Yeah, I'm being unfair in naming Go & Java specifically. But these stories of 'fixing' garbage collection come up all too often.

I wonder when we'll see a further GC update that trades latency for throughput...

The problem seems to be that no matter how you tweak GC, you will always have a class of program that it performs terribly for (and it seems to impact a large group of programs, never just some obscure corner case). So I suspect that this latest GC tweak will have unexpected results on some other class of program, leading to another tweak, and so on...




The problem seems to be that no matter how you tweak GC, you will always have a class of program that it performs terribly for

For casual use, most programs can treat GC like magic, but if you are doing serious work in a language with GC, then you should learn about the GC's characteristics. That bit of due diligence and up front design effort is still often going to be tons cheaper than doing the manual memory management.

Reducing latency in exchange for throughput is the right decision for the vast majority of programs that will be written in Go. It was already a very attractive language for writing a multiplayer game server, so long as I didn't have very large heaps. (Even so, I can still support 150-250 players and 10's of thousands of entities.) With the "tweak," that limitation is much relaxed.


> often going to be tons cheaper than doing the manual memory management.

And on top of that, manual memory management is not free. I maintain a simple but high-throughput C++ server at Google, and tcmalloc is never less than 10-15% of our profiles.

Don't get me wrong, I'm not saying that Go is faster than C++ or ever will be. I'm just trying to counter the notion that "GC is expensive, manual memory management is near zero runtime cost."


I bet that if someone who knew what they were doing decided to optimize that, you'd get the cost WAY down, possibly almost to zero. (If you are using std::string, that is your problem right there).

But the very important difference here is that in your case you have a choice and it is possible to optimize the cost away and to otherwise control the characteristics of wheyou pay this cost. In GC systems it is never possible to do this completely. You can only sort of kind of try to prevent GC. It's not just a difference in magnitude, it's a categorical difference.


Perhaps. The team is a group of seasoned veterans of high performance server engineering. But perhaps there are others who could improve on our efforts by a significant margin.

Of course we do not use std::string.


If you really really want to, you can allocate a buffer for all your data.


This solves little. What do you think the system allocator is doing under the covers?


It's doing a lot less, if you're allocating one buffer for your data instead of many.


Just curious: Have you tried jemalloc, and what numbers did you get?


We haven't. Google infrastructure uses tcmalloc. Is there a reason to believe it offers a significant win?

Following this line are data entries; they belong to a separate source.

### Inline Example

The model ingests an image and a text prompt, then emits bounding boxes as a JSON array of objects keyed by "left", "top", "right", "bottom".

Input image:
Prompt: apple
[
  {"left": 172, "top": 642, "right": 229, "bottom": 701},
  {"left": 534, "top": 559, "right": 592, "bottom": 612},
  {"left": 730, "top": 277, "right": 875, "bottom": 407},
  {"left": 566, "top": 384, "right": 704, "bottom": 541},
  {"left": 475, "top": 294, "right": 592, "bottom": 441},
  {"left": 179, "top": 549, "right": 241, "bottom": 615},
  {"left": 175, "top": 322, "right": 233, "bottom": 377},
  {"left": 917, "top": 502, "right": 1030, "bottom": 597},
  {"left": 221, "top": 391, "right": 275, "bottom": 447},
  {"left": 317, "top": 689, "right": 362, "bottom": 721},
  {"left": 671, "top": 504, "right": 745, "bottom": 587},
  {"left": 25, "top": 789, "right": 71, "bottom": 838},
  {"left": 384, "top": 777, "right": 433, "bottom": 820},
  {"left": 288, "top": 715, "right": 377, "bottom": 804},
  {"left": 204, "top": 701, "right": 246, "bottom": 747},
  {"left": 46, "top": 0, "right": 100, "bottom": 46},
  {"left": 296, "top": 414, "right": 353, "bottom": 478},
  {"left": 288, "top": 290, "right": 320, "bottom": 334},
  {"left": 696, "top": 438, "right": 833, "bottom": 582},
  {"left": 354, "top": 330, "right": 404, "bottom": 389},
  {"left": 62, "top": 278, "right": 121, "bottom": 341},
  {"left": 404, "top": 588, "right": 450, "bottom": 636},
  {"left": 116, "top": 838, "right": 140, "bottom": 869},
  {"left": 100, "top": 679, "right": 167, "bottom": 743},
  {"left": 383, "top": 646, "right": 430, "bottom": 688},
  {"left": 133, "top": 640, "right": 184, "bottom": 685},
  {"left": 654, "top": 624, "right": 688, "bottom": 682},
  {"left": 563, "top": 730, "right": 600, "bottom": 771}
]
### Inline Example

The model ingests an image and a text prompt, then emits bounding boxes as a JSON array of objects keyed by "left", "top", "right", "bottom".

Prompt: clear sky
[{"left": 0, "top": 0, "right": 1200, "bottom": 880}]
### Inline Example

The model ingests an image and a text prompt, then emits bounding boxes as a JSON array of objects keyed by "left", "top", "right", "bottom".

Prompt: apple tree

I'd expect similar performance but less fragmentation?, less memory used by the process if you aren't regularly calling MallocExtension::instance()->ReleaseFreeMemory() as a tcmalloc user.

The first answer at https://www.quora.com/Is-tcmalloc-stable-enough-for-producti... (by Keith Adams) is completely consistent with what I've seen. Rust went with jemalloc for some reason too.


IIRC jemalloc is somewhat better about releasing memory in a timely fashion, at least by default.


"That bit of due diligence and up front design effort is still often going to be tons cheaper than doing the manual memory management"

That's just a pipe dream. I say this having spent inordinate amounts of time trying to tune myriad parameters in JVM GC for large heap systems without ultimate success. What it always comes down to is, how much extra physical RAM you're willing to burn to get some sort of predictable and acceptable pauses for GC. It's usually an unacceptable amount.


That's just a pipe dream. I say this having spent inordinate amounts of time trying to tune myriad parameters in JVM GC for large heap systems without ultimate success.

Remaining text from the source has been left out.